A Paper!
Here
is a paper which contains some stuff
about Smider. Though it is mainly in "Living Documents".
|
SMIDER the SMart spIDER
What is it?
Buzzwords
Well, it is so important to use the right buzzwords nowadays, so
here are the ones which apply to SMIDER:
- Internet Data Mining: That is we search the internet
for useful information.
- Topology Analyzer: That is the evaluation SMIDER produces
is based not only on the content, but (mostly in fact) on the links
found. Also: Modelling the web as a graph, Hypertext Classifikation,
Mining link structures.
- Focused Crawler: That is the evaluation and crawling are
combined, so that SMIDER can immediatly concentrate search arround
pages which receive high scores. This is aimed to achieve a
High retrieval rate, i.e. about 50% of the pages SMIDER
looks at have at least s.th. to do with the searched theme. Also:
Topic specific search.
- Mining Communities: Since the search is guided by a certain
goal (keywords) the found pages are thought to form a community of
pages belongig to that particular theme. Also: Resource discovery.
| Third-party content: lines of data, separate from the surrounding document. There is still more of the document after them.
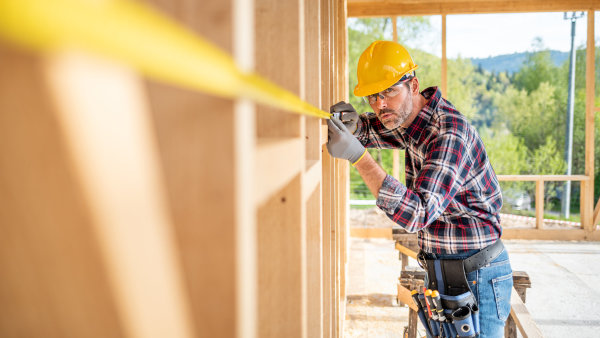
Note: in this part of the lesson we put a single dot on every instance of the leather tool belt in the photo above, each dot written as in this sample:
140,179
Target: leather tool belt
449,277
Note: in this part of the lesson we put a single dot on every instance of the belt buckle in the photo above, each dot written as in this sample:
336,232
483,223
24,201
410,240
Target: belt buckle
421,260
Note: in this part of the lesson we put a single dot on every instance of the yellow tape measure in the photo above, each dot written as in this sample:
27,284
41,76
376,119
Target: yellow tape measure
142,38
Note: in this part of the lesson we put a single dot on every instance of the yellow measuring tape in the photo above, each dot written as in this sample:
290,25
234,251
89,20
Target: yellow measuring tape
143,38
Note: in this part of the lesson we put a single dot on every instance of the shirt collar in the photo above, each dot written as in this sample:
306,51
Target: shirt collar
420,123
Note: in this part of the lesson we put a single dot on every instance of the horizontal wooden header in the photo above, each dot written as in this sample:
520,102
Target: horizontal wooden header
362,8
547,178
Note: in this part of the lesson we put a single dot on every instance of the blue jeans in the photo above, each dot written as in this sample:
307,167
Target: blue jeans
492,290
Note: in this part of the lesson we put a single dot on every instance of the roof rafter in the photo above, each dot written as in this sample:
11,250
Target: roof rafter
364,8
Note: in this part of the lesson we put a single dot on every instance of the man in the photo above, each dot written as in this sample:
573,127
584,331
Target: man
452,196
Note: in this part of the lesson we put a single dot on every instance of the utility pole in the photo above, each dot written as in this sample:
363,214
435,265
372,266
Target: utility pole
566,198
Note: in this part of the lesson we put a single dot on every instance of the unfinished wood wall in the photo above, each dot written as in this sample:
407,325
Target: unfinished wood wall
136,208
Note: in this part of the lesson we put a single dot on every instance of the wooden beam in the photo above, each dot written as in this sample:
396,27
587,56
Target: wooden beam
109,133
371,232
311,179
314,261
54,276
406,251
328,181
363,8
395,152
546,178
596,214
444,83
405,297
521,316
587,188
272,175
551,234
539,204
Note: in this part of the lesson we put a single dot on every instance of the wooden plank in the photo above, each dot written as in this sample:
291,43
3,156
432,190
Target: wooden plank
110,137
53,273
587,188
362,8
405,297
371,232
225,279
444,83
314,261
522,318
406,251
551,234
546,178
539,204
280,253
277,162
327,172
324,136
245,216
596,214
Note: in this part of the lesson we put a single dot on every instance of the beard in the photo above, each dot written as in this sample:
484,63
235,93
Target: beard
395,117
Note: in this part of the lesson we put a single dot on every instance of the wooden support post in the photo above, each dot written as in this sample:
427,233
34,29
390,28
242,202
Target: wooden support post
282,256
225,279
53,260
329,180
395,152
539,204
444,83
587,187
312,194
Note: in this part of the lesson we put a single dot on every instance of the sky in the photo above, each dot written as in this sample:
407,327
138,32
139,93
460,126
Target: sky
484,35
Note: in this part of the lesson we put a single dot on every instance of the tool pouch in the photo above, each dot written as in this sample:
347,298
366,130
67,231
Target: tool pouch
463,322
459,303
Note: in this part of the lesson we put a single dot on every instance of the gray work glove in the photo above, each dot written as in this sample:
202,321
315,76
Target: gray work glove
341,143
348,114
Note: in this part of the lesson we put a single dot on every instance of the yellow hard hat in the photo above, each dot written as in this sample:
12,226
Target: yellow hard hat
380,66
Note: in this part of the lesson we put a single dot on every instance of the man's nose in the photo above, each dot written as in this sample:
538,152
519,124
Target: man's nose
381,103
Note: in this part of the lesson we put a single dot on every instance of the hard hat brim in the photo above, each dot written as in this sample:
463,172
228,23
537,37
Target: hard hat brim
380,86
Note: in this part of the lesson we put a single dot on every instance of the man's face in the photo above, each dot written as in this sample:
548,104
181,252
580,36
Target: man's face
395,107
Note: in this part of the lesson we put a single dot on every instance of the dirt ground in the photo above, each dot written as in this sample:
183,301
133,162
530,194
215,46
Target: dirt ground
568,270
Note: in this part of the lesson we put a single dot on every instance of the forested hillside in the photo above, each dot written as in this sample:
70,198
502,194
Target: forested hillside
520,115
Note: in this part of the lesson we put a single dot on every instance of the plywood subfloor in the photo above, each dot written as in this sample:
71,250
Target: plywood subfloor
564,298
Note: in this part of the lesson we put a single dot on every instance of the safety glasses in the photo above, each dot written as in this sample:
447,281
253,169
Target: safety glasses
386,94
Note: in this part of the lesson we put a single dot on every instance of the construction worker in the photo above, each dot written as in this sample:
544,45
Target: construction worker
452,196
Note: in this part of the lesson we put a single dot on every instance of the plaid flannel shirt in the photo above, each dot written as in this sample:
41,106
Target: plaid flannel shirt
452,196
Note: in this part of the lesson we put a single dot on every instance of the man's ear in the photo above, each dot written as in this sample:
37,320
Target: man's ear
415,86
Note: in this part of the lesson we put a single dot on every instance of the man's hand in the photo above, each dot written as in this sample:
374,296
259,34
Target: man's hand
341,143
349,115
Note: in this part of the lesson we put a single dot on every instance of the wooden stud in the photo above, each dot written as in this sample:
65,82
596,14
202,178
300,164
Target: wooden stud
315,264
547,178
395,152
110,137
280,264
587,188
444,83
328,181
539,204
53,267
522,317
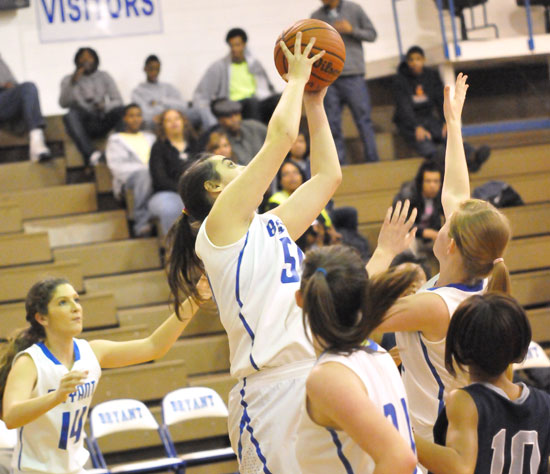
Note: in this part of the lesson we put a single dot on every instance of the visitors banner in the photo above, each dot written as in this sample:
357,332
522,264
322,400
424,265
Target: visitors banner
68,20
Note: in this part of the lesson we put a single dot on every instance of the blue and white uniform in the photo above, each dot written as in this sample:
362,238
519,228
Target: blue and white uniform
54,442
426,379
254,282
323,450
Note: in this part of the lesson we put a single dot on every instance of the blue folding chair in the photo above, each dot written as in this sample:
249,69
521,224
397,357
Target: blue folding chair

- IBM's Project CLEVER: is another approach which is fairly
similar to SMIDER but much better funded. But it is different in many
detail aspects and it currently seems to lack the keyword identification
feature of SMIDER.
You can find links below on this page.
|
This is a keyword guided search engine. I.e. you give the engine
a bunch of words, the engine now tries to sift out most relevant
pages for those keywords from the internet.
Other authors would state that SMIDER
ist not really a search engine in the usual
sense but rather an automated resource
compiler. You give it a theme and it looks, what is relevant.
The strategy of SMIDER is ment
to mimic human behaviour on the net. (Only slightly dumb
but therefore fast and cheap.) This
method is also called focussed crawling.
The machine uses different sources to
get information:
-
Search engines (Google,
Altavista and
Lycos, unless they change
their interface again, its kind of a hack)
-
Found pages and the Links they contain.
-
Pages which link to allready found ones (found by means of
Google Relation and Altavista Link searches).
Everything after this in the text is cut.